Flüchtlings-Tsunami Richtung Europa droht
Und die internationale Staatengemeinschaft hat erst nach der zweiten Terrorwelle von Paris - also viel zu spät - die Brisanz der Flüchtlingsproblematik im Nahen Osten verstanden.

Denn von hier aus droht ein Flüchtlings-Tsunami Richtung Europa überzuschwappen, "wenn uns von Gott vergessenen Kindern nicht bald geholfen wird", so ein siebenfacher Familienvater. Sogar verarmte Libanesen versuchen mittlerweile mit gefälschten syrischen Pässen die Odyssee in den "goldenen EU-Westen".

Um es ebenso wie Faris (40) zu schaffen. Der Syrer ist über die Balkan-Route durch Österreich bis nach Deutschland gekommen. Beim Lokalaugenschein treffen wir seine Frau und vier Kinder im erbärmlichen Notquartier an der Grenze. Sie hoffen nun alle, nach Europa nachziehen zu können.
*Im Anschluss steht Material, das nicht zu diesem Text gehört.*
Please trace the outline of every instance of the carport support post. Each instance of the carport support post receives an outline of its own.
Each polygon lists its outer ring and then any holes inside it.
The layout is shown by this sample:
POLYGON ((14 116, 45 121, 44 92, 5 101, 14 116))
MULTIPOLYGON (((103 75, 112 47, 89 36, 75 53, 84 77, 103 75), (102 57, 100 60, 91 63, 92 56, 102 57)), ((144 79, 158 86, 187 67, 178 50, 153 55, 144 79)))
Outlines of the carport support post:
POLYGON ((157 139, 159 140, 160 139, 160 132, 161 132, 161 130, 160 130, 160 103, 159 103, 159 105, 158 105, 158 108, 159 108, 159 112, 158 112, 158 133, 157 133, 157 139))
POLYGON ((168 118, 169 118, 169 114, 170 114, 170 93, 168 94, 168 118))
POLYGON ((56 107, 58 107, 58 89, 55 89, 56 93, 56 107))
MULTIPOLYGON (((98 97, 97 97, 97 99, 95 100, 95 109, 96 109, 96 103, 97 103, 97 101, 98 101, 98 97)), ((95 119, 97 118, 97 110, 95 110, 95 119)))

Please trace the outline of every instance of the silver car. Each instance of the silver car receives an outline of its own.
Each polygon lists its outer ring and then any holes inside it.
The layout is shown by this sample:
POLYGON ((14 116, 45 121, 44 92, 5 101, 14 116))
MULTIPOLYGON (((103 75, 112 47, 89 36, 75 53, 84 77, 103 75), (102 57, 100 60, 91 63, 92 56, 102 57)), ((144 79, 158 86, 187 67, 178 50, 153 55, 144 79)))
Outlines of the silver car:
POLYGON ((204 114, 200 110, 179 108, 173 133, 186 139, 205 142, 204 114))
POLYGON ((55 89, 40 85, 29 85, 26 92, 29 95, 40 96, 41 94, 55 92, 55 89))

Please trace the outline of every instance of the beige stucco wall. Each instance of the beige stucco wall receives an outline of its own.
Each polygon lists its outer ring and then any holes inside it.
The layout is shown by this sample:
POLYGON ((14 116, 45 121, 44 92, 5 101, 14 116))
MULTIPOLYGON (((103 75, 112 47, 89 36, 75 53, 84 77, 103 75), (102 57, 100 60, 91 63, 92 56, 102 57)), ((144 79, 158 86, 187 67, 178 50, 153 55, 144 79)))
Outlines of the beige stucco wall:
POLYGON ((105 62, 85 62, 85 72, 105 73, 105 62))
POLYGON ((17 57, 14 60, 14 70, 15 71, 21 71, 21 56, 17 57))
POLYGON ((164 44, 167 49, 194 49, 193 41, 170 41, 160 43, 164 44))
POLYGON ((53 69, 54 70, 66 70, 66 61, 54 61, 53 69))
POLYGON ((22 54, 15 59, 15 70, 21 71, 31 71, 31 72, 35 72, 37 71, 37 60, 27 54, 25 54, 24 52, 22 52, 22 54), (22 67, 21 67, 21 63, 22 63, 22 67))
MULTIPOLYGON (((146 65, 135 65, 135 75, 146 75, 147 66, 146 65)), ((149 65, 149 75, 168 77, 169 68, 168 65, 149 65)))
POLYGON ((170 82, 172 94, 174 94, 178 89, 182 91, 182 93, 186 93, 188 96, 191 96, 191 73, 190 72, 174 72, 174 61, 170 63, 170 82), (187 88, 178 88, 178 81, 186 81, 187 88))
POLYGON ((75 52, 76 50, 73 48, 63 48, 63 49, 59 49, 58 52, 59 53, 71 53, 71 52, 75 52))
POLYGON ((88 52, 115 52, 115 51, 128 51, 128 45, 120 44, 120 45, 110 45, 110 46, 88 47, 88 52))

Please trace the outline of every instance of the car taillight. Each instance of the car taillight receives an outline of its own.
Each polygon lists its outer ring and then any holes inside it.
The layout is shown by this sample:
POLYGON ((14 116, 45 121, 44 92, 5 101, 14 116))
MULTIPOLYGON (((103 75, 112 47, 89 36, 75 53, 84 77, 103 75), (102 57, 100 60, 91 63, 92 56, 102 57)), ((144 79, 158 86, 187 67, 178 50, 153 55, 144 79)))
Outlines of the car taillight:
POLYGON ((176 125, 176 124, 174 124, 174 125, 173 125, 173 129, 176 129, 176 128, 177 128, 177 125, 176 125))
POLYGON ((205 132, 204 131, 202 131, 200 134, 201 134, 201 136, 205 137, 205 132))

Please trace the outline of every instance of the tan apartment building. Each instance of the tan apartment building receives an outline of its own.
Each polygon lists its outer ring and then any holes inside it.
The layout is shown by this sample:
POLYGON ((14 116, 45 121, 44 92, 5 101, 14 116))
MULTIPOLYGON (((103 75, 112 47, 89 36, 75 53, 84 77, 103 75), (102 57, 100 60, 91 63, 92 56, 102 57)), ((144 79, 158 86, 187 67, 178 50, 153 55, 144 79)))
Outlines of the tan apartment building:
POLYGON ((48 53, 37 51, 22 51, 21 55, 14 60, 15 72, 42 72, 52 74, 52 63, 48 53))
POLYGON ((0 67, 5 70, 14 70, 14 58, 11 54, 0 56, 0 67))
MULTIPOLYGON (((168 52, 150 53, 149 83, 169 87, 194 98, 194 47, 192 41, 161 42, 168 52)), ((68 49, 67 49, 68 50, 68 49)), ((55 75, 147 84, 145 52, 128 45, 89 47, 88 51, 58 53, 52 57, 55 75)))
"No-Future-Generation wächst heran"
Sohn Abdil Assis (12) geht täglich von neun bis acht am Abend als Müllmann arbeiten, um die 100 Dollar Miete bezahlen zu können. Eine Schule hat er - ebenso wie zwei von drei Flüchtlingskindern - seit Jahren nicht von innen gesehen.

"Ohne Bildung wächst hier eine riesige No-Future-Generation heran", warnt Caritas-Präsident Michael Landau. Denn diese Armee jugendlicher Analphabeten ist der ideale Nährboden für IS-Rekrutierer, um Tausende Nachwuchs-Dschihadisten anzuwerben.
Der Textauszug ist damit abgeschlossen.